One of the reasons why English arbitration clauses are such a common feature of international shipping contracts is that, by requiring dispute resolution to take place in a respected and neutral forum, they discourage litigation from proliferating worldwide. The High Court made that point in ordering that proceedings in Bangladesh arising from a shipping collision be brought to a halt.
The case concerned an incident in which a dry bulk cargo ship’s propeller snagged on a tanker’s anchor chain. The collision, in Bangladeshi waters, resulted in water penetrating one of the ship’s holds, damaging part of its cargo of soya bean meal. The vessel was arrested after the intended recipient of the cargo launched proceedings against her owner in Bangladesh.
In granting an anti-suit injunction requiring that those proceedings be terminated, the Court noted that the charterparty under which the ship’s voyage was arranged stated in terms that it was governed by English law and that any disputes arising over a certain value must be arbitrated in London. Those clauses were incorporated in bills of lading held by the recipient.
The recipient was thus bound to refer its cargo damage claim to London arbitration and its pursuit of the Bangladeshi proceedings amounted to a breach of contract. The charterparty was a classic example of the harmonious pattern of bilateral contracts by which international sea trade is habitually governed and the recipient had freely chosen to bind itself to the arbitration clause.

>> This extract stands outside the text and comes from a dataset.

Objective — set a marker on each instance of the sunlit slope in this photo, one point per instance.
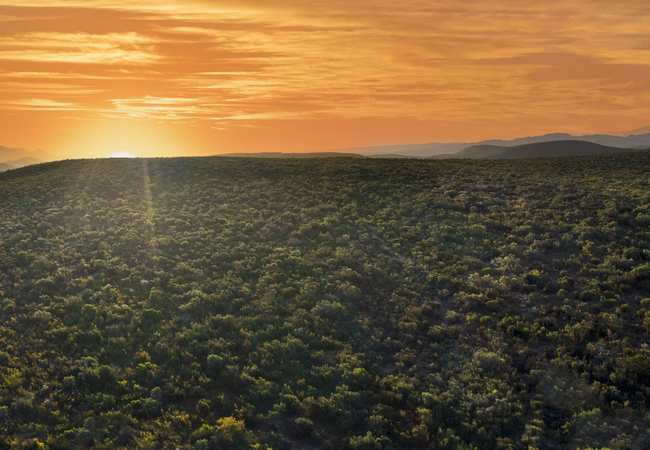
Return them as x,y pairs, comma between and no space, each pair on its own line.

The recipient had behaved oppressively and unreasonably in seeking excessive financial security in respect of its claim. In refusing to honour its clear obligation to arbitrate in London, it had also fancifully suggested that it might have a claim for the loss of the entire cargo. The ship’s owner having provided the recipient with ample security, her arrest – which persisted for almost three months – had been entirely unnecessary. The recipient was ordered to the pay more than £80,000 in legal costs.